Modern machine learning has achieved impressive prediction performance, but often sacrifices interpretability, a critical consideration in high-stakes domains such as medicine. In such settings, practitioners often use highly interpretable decision tree models, but these suffer from inductive bias against additive structure. To overcome this bias, we propose Fast Interpretable Greedy-Tree Sums (FIGS), which generalizes the Classification and Regression Trees (CART) algorithm to simultaneously grow a flexible number of trees in summation. By combining logical rules with addition, FIGS adapts to additive structure while remaining highly interpretable. Experiments on real-world datasets show FIGS achieves state-of-the-art prediction performance. To demonstrate the usefulness of FIGS in high-stakes domains, we adapt FIGS to learn clinical decision instruments (CDIs), which are tools for guiding decision-making. Specifically, we introduce a variant of FIGS known as Group Probability-Weighted Tree Sums (G-FIGS) that accounts for heterogeneity in medical data. G-FIGS derives CDIs that reflect domain knowledge and enjoy improved specificity (by up to 20% over CART) without sacrificing sensitivity or interpretability. Theoretically, we prove that FIGS learns components of additive models, a property we refer to as disentanglement. Further, we show (under oracle conditions) that tree-sum models leverage disentanglement to generalize more efficiently than single tree models when fitted to additive regression functions. Finally, to avoid overfitting with an unconstrained number of splits, we develop Bagging-FIGS, an ensemble version of FIGS that borrows the variance reduction techniques of random forests. Bagging-FIGS performs competitively with random forests and XGBoost on real-world datasets.

查看原文

微信好友朋友圈 QQ好友复制链接

本刊更多论文

快速可解释的贪婪树和。

现代机器学习已经取得了令人印象深刻的预测性能，但往往牺牲了可解释性，这是医学等高风险领域的关键考虑因素。在这种情况下，从业者经常使用高度可解释的决策树模型，但是这些模型会受到对加法结构的归纳偏见的影响。为了克服这种偏见，我们提出了快速可解释贪婪树和（FIGS），它推广了分类和回归树（CART）算法，以同时在求和中生长灵活数量的树。通过将逻辑规则与加法相结合，FIGS在保持高度可解释性的同时适应了加法结构。在真实世界数据集上的实验表明，FIGS达到了最先进的预测性能。为了证明FIGS在高风险领域的有用性，我们采用FIGS来学习临床决策工具（cdi），这是指导决策的工具。具体来说，我们引入了一种称为组概率加权树和（G-FIGS）的FIGS变体，该变体解释了医疗数据的异质性。G-FIGS衍生的cdi反映了领域知识，并在不牺牲敏感性或可解释性的情况下提高了特异性（比CART提高了20%）。从理论上讲，我们证明了FIGS学习了加性模型的组成部分，我们称之为解纠缠。此外，我们表明（在oracle条件下），当拟合到可加性回归函数时，树和模型利用解纠缠比单树模型更有效地进行泛化。最后，为了避免过度拟合无约束的分裂数，我们开发了Bagging-FIGS，这是FIGS的集成版本，借鉴了随机森林的方差缩减技术。Bagging-FIGS在实际数据集上的表现与随机森林和XGBoost具有竞争力。

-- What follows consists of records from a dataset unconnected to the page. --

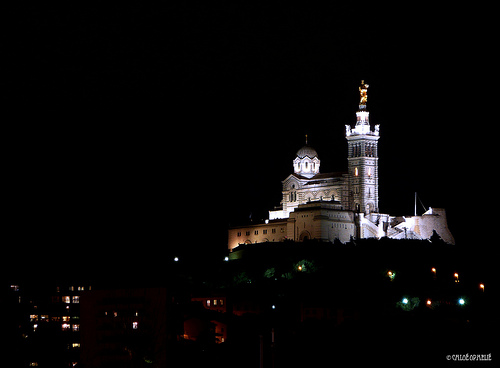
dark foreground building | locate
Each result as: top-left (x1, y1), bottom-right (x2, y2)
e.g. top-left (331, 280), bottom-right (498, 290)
top-left (81, 288), bottom-right (167, 368)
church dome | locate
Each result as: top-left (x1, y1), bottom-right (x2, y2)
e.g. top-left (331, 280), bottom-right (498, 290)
top-left (297, 145), bottom-right (318, 158)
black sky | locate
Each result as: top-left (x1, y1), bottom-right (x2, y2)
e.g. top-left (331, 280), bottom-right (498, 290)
top-left (4, 2), bottom-right (498, 274)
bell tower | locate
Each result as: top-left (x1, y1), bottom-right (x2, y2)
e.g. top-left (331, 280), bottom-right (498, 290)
top-left (345, 80), bottom-right (380, 214)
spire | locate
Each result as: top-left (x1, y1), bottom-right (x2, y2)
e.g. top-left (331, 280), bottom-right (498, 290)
top-left (359, 80), bottom-right (370, 110)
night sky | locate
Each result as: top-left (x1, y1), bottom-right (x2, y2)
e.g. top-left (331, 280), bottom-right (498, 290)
top-left (3, 2), bottom-right (498, 274)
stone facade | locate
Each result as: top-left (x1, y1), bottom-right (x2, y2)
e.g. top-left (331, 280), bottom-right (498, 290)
top-left (228, 82), bottom-right (454, 250)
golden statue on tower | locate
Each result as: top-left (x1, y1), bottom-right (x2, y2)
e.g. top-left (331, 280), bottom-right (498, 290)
top-left (359, 80), bottom-right (369, 106)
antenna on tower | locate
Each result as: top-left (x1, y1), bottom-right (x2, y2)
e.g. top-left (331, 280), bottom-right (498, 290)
top-left (415, 192), bottom-right (427, 216)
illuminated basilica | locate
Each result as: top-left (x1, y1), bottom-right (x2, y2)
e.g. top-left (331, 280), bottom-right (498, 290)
top-left (228, 81), bottom-right (454, 250)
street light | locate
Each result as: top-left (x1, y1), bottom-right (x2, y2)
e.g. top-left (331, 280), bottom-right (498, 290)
top-left (387, 271), bottom-right (396, 281)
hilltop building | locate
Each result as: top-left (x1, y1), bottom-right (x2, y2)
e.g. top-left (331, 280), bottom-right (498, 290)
top-left (228, 81), bottom-right (454, 250)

本文章由计算机程序翻译，如有差异，请以英文原文为准。

求助全文

约1分钟内获得全文去求助

来源期刊

Proceedings of the National Academy of Sciences of the United States of America 综合性期刊-综合性期刊

CiteScore

19.00

自引率

0.90%

发文量

3575

审稿时长

2.5 months

期刊介绍： The Proceedings of the National Academy of Sciences (PNAS), a peer-reviewed journal of the National Academy of Sciences (NAS), serves as an authoritative source for high-impact, original research across the biological, physical, and social sciences. With a global scope, the journal welcomes submissions from researchers worldwide, making it an inclusive platform for advancing scientific knowledge.